Многие шарумы пренебрегали запретами Эведжаха и по ночам пили кузи для храбрости, а днем – чтобы забылась ночь. Правда, некоторые имели глупость напиваться так, что не могли встать по струнке при виде дама.
Керан был пьян именно настолько, и даже сильнее. Наставник сидел на грязной подушке, привалившись к центральному шесту палатки, а его черные одежды пропитались и провоняли блевотой. Рядом лежало острое меченое копье, дополнительно оснащенное крестовиной, чтобы использовать оружие как костыль. Левая нога заканчивалась ниже колена, штанина подколота. К культе пристегнута простая деревяшка.
Он зыркнул на Аббана с ненавистью в маленьких глазках.
– Явился позлорадствовать, хаффит? Теперь я бесполезен почти как ты, но мне хоть обеспечено место на Небесах.
Аббан отпустил полог, тот упал и отрезал обоих от внешнего мира. Тогда он плюнул Керану под ноги:
– Я не бесполезен, наставник. Я ежедневно служу нашему господину и никогда не ныл из-за своей участи, как баба, а тем более не напивался до того, чтобы валяться в луже, которую сам напрудил. Эверам благословил тебя сильным телом, но без него твое сердце слабо.
Лицо Керана исказилось от ярости, он схватил копье, намереваясь вскочить и поразить Аббана в сердце. Но он не привык к деревянной ноге и шатался от кузи, а потому споткнулся, и проволочки хватило, чтобы Аббан с силой врезал костылем по деревяшке и сшиб ее начисто. Керан упал, а гость ударил еще раз и отшвырнул копье.
В костыле Аббана щелкнуло, и клинок нацелился Керану между глазами.
– В свое время, наставник, ты истребил много демонов, – проговорил Аббан, – но сохранишь ли ты место на Небесах, если погибнешь в своей блевоте от руки увечного хаффита, которого с позором изгнал из шарумов?

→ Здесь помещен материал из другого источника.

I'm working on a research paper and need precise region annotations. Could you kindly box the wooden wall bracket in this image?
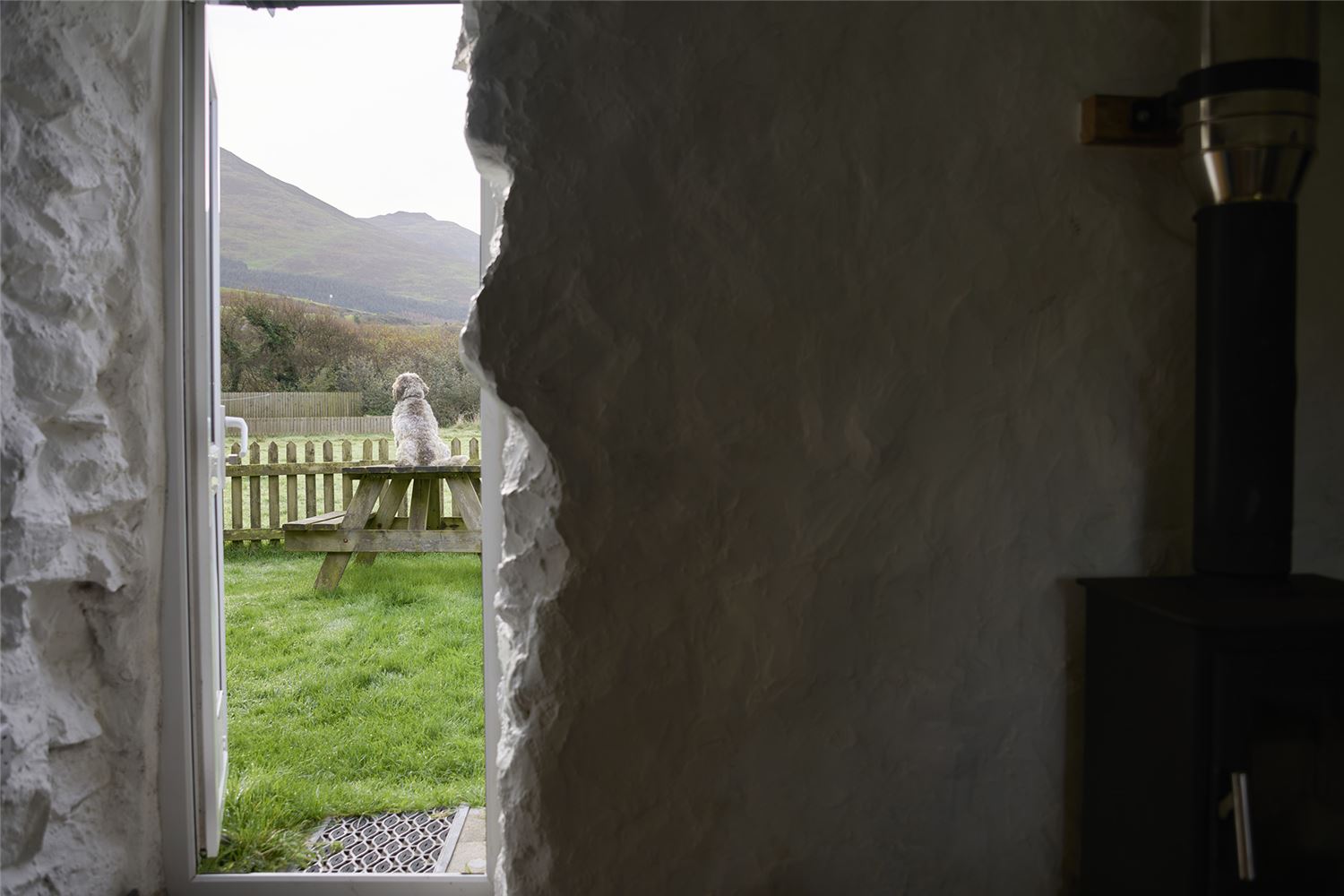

Керан надолго замер; его свирепые глаза почти сошлись к переносице, следя за клинком.
– Чего ты хочешь? – наконец спросил он.
Аббан с улыбкой отступил, втянул клинок и в поклоне оперся на костыль. Он вынул из-за цветастого жилета свиток с печатью Избавителя.
– Как чего? Вернуть тебе величие.
Аббан и Керан привлекли к себе множество взглядов, когда захромали по тренировочной площадке к хаффит’шараджу Каджи. Дживах’шарум раздела наставника, вымыла и облачила в чистые черные одежды. Аббан не сомневался, что голова у Керана трещит от кузи, – слишком красноречиво тот сощурился на ярком дневном свету, но наставник сохранил толику прежней выдержки и не выдал страданий. Он шел расправив плечи и с высоко поднятой головой. Аббан, как положено, держался на шаг позади, хотя без труда мог обогнать Керана, которому приходилось двигаться медленно, чтобы идти с достоинством.
Они дошли до участка, где тренировались ха’шарумы в бурых одеждах – их насчитывались тысячи в одном лишь племени Каджи. Многие отрабатывали простые действия с копьем и щитом, которые Аббан выучил так давно, что с тех пор, казалось, прошла целая жизнь. Ха’шарумы дружно поворачивались и прикрывались щитами, одновременно делали выпад копьями. Отряд поменьше упражнялся в приемах более сложных.